Comte, j’ai tout appris, & je vous parle instruite
De l’abîme où vous jette une aveugle conduite ;
J’en sai l’égarement, & par quels intérêts
Vous avez jusqu’au trône élevé vos projets.
Vous voyez qu’en faveur de ma premiere estime,
Nommant égarement le plus énorme crime,
Il ne tiendra qu’à vous que de vos attentats
Votre reine aujourd’hui ne se souvienne pas.
Pour un si grand effort qu’elle offre de se faire,
Tout ce qu’elle demande est un aveu sincere.
S’il fait peine à l’orgueil qui vous fit trop oser,
Songez qu’on risque tout à me le refuser,
Que quand trop de bonté fait agir ma clémence,
Qui l’ose dédaigner doit craindre ma vengeance,
Que j’ai la foudre en main pour qui monte trop haut,
Et qu’un mot prononcé vous met sur l’échafaud.

Le Comte.

Madame, vous pouvez résoudre de ma peine.

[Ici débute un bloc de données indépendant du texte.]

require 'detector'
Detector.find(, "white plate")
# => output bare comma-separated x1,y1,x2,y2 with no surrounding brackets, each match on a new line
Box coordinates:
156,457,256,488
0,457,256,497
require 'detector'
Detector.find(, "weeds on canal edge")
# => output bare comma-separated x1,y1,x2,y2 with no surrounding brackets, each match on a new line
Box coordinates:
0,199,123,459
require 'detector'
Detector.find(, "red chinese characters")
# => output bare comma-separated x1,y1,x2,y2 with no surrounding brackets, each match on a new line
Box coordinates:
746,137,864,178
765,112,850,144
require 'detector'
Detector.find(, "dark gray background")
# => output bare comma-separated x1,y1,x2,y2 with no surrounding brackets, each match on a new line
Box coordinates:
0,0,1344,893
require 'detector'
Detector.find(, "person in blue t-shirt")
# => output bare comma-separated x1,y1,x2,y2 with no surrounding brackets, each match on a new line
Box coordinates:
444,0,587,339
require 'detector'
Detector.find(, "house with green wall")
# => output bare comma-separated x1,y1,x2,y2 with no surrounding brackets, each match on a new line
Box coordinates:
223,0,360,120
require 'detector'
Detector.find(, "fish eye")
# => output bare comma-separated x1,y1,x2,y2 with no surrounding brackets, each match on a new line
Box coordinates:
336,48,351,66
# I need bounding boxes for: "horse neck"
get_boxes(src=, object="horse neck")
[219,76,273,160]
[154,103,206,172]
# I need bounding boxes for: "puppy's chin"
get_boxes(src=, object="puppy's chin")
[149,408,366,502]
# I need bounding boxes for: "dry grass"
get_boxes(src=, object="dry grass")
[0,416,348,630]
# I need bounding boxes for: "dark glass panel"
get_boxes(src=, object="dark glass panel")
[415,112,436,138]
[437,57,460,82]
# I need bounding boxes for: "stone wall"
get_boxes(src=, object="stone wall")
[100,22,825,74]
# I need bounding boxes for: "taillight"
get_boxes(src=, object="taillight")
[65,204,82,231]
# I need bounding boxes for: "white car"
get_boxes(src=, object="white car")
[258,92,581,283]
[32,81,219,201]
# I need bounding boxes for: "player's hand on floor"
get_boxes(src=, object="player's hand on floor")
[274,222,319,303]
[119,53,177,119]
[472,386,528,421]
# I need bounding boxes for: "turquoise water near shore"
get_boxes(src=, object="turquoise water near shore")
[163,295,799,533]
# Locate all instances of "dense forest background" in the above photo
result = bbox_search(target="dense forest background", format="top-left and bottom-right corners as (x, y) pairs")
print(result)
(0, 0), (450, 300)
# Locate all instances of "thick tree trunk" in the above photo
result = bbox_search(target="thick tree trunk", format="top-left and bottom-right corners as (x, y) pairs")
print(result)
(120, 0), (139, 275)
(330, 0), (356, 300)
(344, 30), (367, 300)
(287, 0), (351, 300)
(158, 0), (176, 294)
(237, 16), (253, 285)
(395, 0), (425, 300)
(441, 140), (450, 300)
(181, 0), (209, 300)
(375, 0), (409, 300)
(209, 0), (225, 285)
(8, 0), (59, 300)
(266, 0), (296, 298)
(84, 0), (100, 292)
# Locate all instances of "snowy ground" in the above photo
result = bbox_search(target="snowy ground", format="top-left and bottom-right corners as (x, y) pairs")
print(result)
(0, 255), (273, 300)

Je connois ce que doit un sujet à sa reine,
Et sai trop que le trône où le ciel vous fait seoir,
Vous donne sur ma vie un absolu pouvoir.
Quoi que d’elle par vous la calomnie ordonne,
Elle m’est odieuse, & je vous l’abandonne.
Dans l’état déplorable où sont réduits mes jours,
Ce sera m’obliger que d’en rompre le cours ;
Mais ma gloire qu’attaque une lâche imposture,
Sans indignation, n’en peut souffrir l’injure.